2014 was the warmest year on modern record, according to the National Oceanic and Atmospheric Administration and the National Aeronautics and Space Administration, working independently.

Snowstorm, isolated weather event

Wayne Higgins watched the storm from a monitor at NOAA, where he heads the agency’s climate program. He explains what caused the storm: increased moisture in the air, fed by a band of southerly winds that picked up water vapor from the warm Gulf Stream. This clashed with cooler Arctic air common this time of year. It was an isolated weather event, Higgins says.

“You cannot link an individual extreme event such as a northeaster snow event, such as a cold air outbreak, such as a severe weather outbreak to global warming,” he said.

George Salman from Norwood, Massachusetts, digs his car out, Jan. 28, 2015, after a powerful storm hit the northeastern U.S. this week.
George Salman from Norwood, Massachusetts, digs his car out, Jan. 28, 2015, after a powerful storm hit the northeastern U.S. this week.

Yet regional snowstorms in the United States are on the rise, according to a 2013 consensus report published in the Bulletin of the American Meteorological Society. It states, “The number of regional snowstorms since 1960 is twice the number that occurred during the preceding 60 years.”

There’s just not enough data to make the connection with global warming for the recent storm that blanketed the northeast, Higgins says. If you want to see the effect of global climate change, he explains, you look for patterns: historic records and projections that detail the number, frequency and intensity of extreme events that relate to temperature.

“So where we’ve looked forward decades, even out to a century and using those climate models with scenarios in which we actually ramp up the levels of greenhouse gases, we are able to confirm that human-induced climate change is something that is occurring now and that is actually likely to continue in the future,” he said.

More droughts, heavy downpours, heat waves

Higgins says scientists are beginning to relate those global patterns to extreme weather events, like heat waves in Europe, heavy rainfall in Asia and drought that is gripping Australia, Africa and California, which is suffering its most severe drought in a quarter century. Higgins says the impact is staggering.

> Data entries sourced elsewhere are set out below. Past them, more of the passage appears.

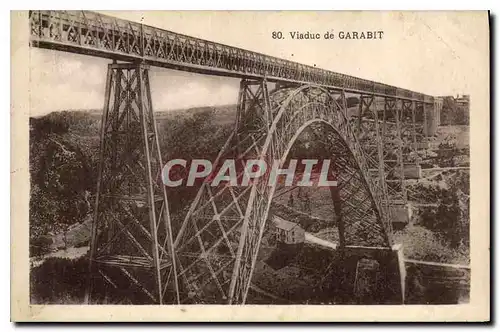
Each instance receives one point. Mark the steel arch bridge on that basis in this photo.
(212, 256)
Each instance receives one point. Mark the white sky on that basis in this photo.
(430, 52)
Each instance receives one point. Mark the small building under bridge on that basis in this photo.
(287, 232)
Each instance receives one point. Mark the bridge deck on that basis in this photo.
(104, 36)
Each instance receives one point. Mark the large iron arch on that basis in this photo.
(217, 258)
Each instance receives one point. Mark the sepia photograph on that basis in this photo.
(323, 160)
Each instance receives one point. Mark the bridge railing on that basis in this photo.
(97, 34)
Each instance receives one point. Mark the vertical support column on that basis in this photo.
(129, 243)
(399, 129)
(95, 221)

"For example, the ability to sustain water levels in the reservoirs is not there, and so of course drinking water for people is an issue," he said. "And, as we go forward in time - if we continue to project that there will be continuing or increasing numbers of droughts in that region - you can see that we have quite a risk to the water supply.”

The global warming trend is tied to the rise in carbon dioxide from the coal we burn, the electricity we use and the cars we drive. Those gases are warming the planet. Higgins says the extremes we see today are a sign that more frequent and more intense rainfall, drought, and heat waves are on the way.

New normal

“The point here is that these events are causing up to billions of dollars of damage," he pointed out. "As we see the increasing trends in these metrological and hydrological extremes, as a society we really need to think about how we are going to manage the risk, how we’re going to adapt to these changes in extremes.”

Higgins says global warming is happening now. The extremes describe a new normal, where resources for life - the water we drink and the food we eat - are at stake.